Hi everyone!! While managing the kubernetes deployment, have you ever wanted a pod to get scheduled on a particular node, but it doesn’t happen the way you want and the pod gets scheduled randomly in any of the nodes. Don’t Worry, there is a way through which we can make this happen using the concept ‘Node affinity’.
Node affinity:
The main purpose of node affinity is to ensure pods are hosted to particular nodes. The similar purpose can be achieved by using ‘nodeSelector’, but it is too restricted and doesn’t provide a lot of features. Node affinity provides advanced capabilities to place pods on specific nodes.
There are two types of attributes available in node affinity.
requiredDuringSchedulingIgnoredDuringExecution
-Choosing this type of node affinity strictly schedules the pod on the node. If there is no node with matching affinity, then the pod doesn’t get scheduled. This is considered to be a hard requirement.
preferredDuringSchedulingIgnoredDuringExecution
-Choosing this type of affinity, the scheduler tries its best to schedule the pod based on node affinity. But if there is no node with matching affinity, then it ignores the affinity and the pod randomly gets scheduled. This is considered to be a soft requirement.

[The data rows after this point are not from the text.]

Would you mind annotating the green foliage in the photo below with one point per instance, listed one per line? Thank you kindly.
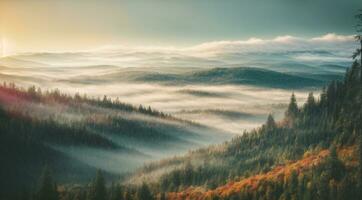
(47, 188)
(98, 188)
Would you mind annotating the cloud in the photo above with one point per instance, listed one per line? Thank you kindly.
(332, 37)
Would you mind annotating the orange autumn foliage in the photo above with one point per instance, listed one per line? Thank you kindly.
(278, 173)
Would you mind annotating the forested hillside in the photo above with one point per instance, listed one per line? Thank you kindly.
(332, 121)
(313, 153)
(75, 135)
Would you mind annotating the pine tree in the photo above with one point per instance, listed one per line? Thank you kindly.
(359, 175)
(358, 37)
(335, 168)
(116, 192)
(98, 188)
(144, 193)
(48, 188)
(270, 123)
(292, 111)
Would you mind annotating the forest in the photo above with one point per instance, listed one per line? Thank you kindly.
(57, 146)
(314, 152)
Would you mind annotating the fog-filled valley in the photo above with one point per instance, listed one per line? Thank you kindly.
(120, 109)
(225, 84)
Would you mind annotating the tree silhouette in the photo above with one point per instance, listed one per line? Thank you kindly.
(358, 37)
(47, 188)
(98, 188)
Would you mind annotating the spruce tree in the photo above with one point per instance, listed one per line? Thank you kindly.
(292, 111)
(98, 188)
(358, 37)
(47, 188)
(144, 193)
(270, 123)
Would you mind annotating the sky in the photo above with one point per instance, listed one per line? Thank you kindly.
(70, 25)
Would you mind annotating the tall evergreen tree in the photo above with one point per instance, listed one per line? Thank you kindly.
(292, 111)
(98, 188)
(359, 176)
(358, 37)
(47, 188)
(144, 192)
(335, 168)
(270, 123)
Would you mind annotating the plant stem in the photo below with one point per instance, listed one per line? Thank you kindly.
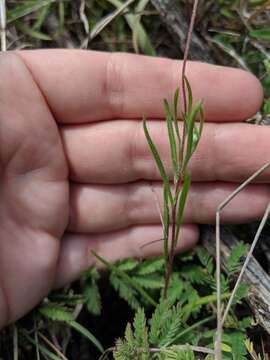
(182, 173)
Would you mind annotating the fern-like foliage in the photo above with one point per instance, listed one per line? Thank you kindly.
(56, 312)
(235, 259)
(91, 291)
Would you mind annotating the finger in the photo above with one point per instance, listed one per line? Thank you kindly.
(100, 208)
(85, 86)
(227, 152)
(76, 255)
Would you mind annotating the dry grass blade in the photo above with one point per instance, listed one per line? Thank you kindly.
(254, 243)
(106, 21)
(218, 254)
(3, 25)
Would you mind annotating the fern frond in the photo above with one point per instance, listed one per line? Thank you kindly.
(151, 266)
(236, 258)
(56, 312)
(125, 291)
(150, 282)
(206, 259)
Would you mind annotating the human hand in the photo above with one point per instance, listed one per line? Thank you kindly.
(77, 173)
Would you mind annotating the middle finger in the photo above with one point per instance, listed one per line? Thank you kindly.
(114, 152)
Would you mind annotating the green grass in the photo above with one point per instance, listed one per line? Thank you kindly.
(237, 36)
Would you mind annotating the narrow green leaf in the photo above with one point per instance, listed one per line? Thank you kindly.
(86, 333)
(29, 31)
(190, 121)
(166, 222)
(158, 161)
(26, 9)
(182, 203)
(262, 34)
(175, 115)
(169, 123)
(190, 97)
(197, 133)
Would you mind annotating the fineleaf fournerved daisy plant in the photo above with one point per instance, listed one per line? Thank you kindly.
(182, 146)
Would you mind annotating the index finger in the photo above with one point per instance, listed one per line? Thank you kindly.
(85, 86)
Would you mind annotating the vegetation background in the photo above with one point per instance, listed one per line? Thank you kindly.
(71, 324)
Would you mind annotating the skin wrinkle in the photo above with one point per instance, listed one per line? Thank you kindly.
(133, 145)
(7, 309)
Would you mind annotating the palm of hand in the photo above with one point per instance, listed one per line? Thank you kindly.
(40, 204)
(34, 192)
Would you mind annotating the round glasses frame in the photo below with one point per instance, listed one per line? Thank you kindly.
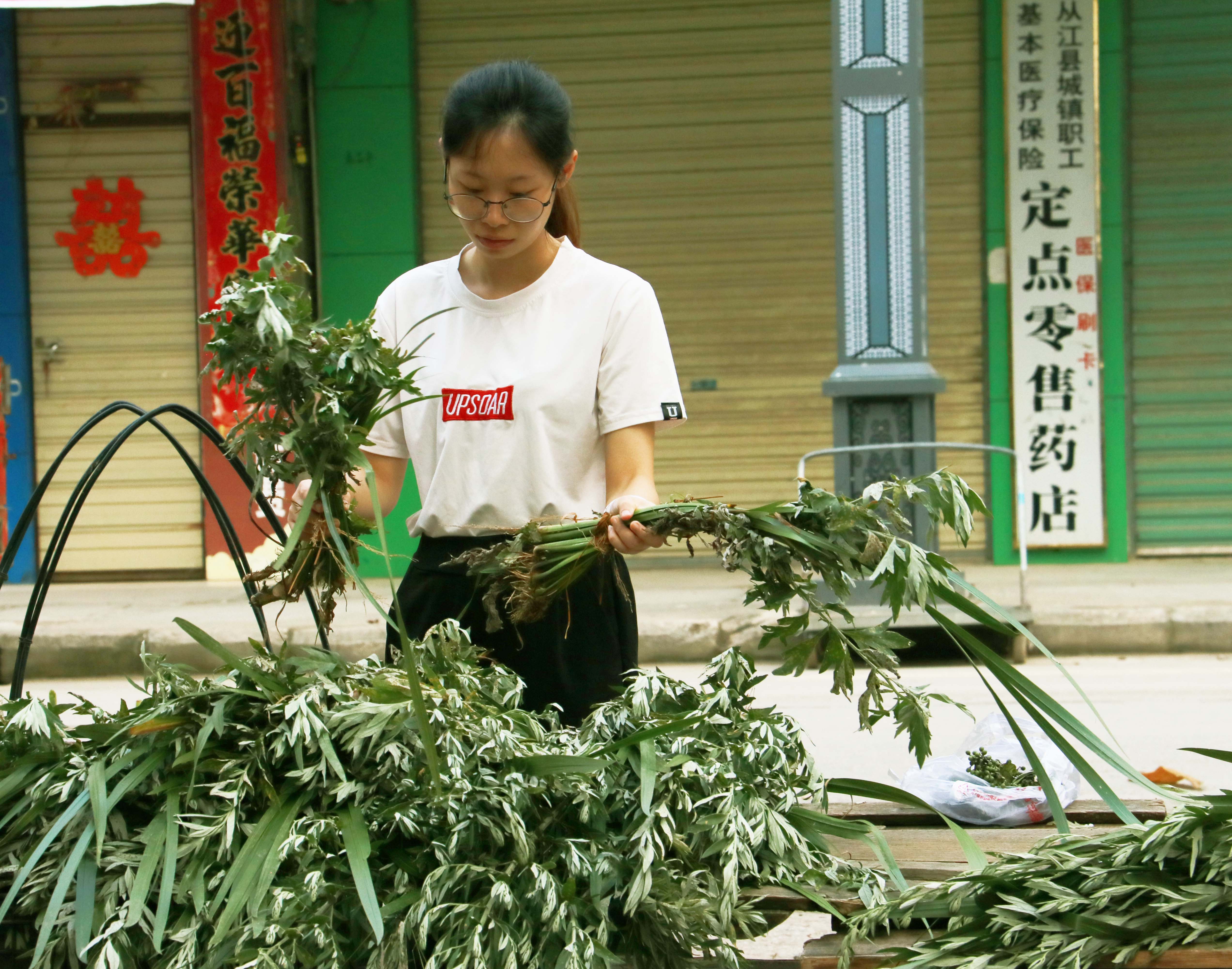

For example, Let’s consider a scenario where there are two or more nodes with mixed instance types. If I run a new pod, it can get scheduled in any of the nodes. But, for some reason, if you want your app to run on either t3.small or t3.medium machine. It is possible with affinity rules.
1)Example of node affinity using ‘requiredDuringSchedulingIgnoredDuringExecution’
apiVersion: apps/v1
kind: Deployment
metadata:
name: nginx-deployment
spec:
selector:
matchLabels:
app: nginx
replicas: 1
template:
metadata:
labels:
app: nginx
spec:
affinity:
nodeAffinity:
requiredDuringSchedulingIgnoredDuringExecution:
nodeSelectorTerms:
– matchExpressions:
– key: beta.kubernetes.io/instance-type
operator: In
values:
– t3.small
– t3.medium
containers:
– name: nginx
image: <docker image>
imagePullPolicy: Always
ports:
– containerPort: 80
In the above example, You can look at the affinity section. We are defining the rules in such a way that pod gets scheduled only in the nodes that have the instance type as t3.small or t3.medium. If there are no nodes that have these instance types, then the pod goes in pending state.
But, in few cases, our requirement is soft i.e even if any such node is not available, we still want to schedule the pod and not let it go in pending state. This can be achieved by using the type of affinity called ‘preferredDuringSchedulingIgnoredDuringExecution’.
2)Example of node affinity using ‘preferredDuringSchedulingIgnoredDuringExecution’
apiVersion: apps/v1
kind: Deployment
metadata:
name: nginx-deployment
spec:
selector:
matchLabels:
app: nginx
replicas: 1
template:
metadata:
labels:
app: nginx
spec:
affinity:
nodeAffinity:
preferredDuringSchedulingIgnoredDuringExecution:
nodeSelectorTerms:
– matchExpressions:
– key: beta.kubernetes.io/instance-type
operator: In
values:
– t3.small
– t3.medium
containers:
– name: nginx
image: <docker image>
imagePullPolicy: Always
ports:
– containerPort: 80
In this example, pod tries to gets scheduled in any of the nodes with instance type as t3.small or t3.medium. Let’s say if there is only one node available with instance type ‘t3.large’, then the pod ignores the affinity rules and gets scheduled on to the node whichever is available. Similarly, you can set affinity rules for a few other keys such as kubernetes.io/hostname, beta.kubernetes.io/os, failure-domain.beta.kubernetes.io/region etc. All you have to do is check whether the label is present for the node or not. If it is present, we can set affinity rules based on that key.
Conclusion:
In this blog, you have learnt how to use nodeaffinity and how the pods can be scheduled onto the nodes. NodeAffinity is useful in many cases such as spreading our pods across multiple hosts or multiple availability zones and managing dedicated nodes.
Thanks for reading the article! I hope you liked it.